Looms are very simple and consist of corner posts hammered into the ground, a wooden bar to hold the heddle strings, a wooden beater and a piece of horn is also used for beating. The warping is done on the loom, working in a figure of eight with alternate ends going over and under the lease rod with no front and back rollers it is as long as required for the piece being woven. The maximum width of the piece is dictated by the length of the weaver’s forearm as you have to be able to reach through the shed to bring the weft ‘butterfly’ through. As the weaving progresses so the weaver, sitting on the woven cloth, moves forward up the loom, creating the tension, pushing the heddle bar and lease rod in front of her rather than the work progressing towards the weaver as in more conventional systems.
If the pattern to be woven requires more than one colour to appear in any one end, then that end is warped with up to 3 colours of yarn (the colours not required on the face float on the back unsecured). All the warp threads that pass under the lease rod are threaded through eyes on the heddle, all that pass over the heddle pass straight through. Remember the weft only acts as a binder and does not form any part of the design.
Rhona had brought a loom with a wooden base (made by her husband) which enabled her to demonstrate without the need to hammer posts in the floor.
We were invited to have a go and creating the shed proved quite hard work as on the first pick all the yarns passing over the lease rod are lifted in sections to allow the weaver to work her other arm through the forming shed, hence the limit on width, the beater stick is then inserted to allow weft insertion and is used to beat up the inserted pick. The stick is then removed to allow shed creation for the second pick, this is achieved by pushed down in sections of the warp with the heel of one hand, this allows the warp yarns running through the heddle to be held up forming the shed to push the other arm through. Repeat for a couple of months to complete the piece. The yarn used was strong, thick and hairy which made the end product long lasting. The completed pieces are finished by washing on the ground with hot soapy water and bleach (!) before rinsing and hanging to dry.
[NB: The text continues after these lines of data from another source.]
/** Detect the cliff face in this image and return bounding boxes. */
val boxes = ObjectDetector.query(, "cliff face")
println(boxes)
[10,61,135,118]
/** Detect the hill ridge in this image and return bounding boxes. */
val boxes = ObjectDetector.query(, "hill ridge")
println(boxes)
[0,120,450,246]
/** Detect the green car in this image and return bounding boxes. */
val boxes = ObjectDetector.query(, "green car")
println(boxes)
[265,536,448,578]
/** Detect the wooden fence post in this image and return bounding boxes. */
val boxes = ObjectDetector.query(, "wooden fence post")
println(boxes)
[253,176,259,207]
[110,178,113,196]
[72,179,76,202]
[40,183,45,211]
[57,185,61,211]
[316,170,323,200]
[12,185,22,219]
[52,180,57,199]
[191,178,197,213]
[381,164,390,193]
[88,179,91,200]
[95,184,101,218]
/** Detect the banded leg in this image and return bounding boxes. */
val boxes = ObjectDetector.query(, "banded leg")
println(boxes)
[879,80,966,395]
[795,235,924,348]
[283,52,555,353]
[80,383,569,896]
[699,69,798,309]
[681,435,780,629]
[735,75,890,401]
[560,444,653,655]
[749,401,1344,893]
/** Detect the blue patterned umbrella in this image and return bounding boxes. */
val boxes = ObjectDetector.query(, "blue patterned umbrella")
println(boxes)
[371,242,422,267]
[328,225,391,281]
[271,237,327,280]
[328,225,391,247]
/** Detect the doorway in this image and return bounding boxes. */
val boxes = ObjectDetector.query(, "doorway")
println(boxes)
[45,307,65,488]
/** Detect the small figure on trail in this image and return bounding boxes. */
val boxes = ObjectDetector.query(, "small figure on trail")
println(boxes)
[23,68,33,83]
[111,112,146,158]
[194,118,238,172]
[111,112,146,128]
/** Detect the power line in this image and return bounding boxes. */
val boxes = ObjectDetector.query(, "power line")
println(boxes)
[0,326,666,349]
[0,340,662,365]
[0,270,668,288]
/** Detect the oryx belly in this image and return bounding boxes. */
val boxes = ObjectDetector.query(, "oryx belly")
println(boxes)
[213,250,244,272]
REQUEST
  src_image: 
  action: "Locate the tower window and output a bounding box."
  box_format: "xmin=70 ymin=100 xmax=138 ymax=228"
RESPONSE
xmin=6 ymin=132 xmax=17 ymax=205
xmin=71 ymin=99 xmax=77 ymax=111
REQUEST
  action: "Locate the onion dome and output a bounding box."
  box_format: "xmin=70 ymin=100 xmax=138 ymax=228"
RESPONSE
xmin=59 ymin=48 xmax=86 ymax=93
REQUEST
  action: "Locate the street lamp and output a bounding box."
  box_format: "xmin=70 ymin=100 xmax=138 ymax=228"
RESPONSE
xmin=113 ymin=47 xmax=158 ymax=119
We were also invited to have a go at making ‘elephants tail’ braids for which Rhona had brought four ready prepared lengths of yarn knotted in a loop for everyone. The loop was to put over a big toe which allowed us to create a tension for the braiding. Some were more successful than others!
Rhona told us that after the Gulf war she had been invited to return to Kuwait to re-assess the state of Bedouin weaving. Sadly much of the collection held by the Kuwait museum had been destroyed, but the Bedouin still weave, training weavers and producing fabrics for upmarket gift-wear such as i-pad covers and the like.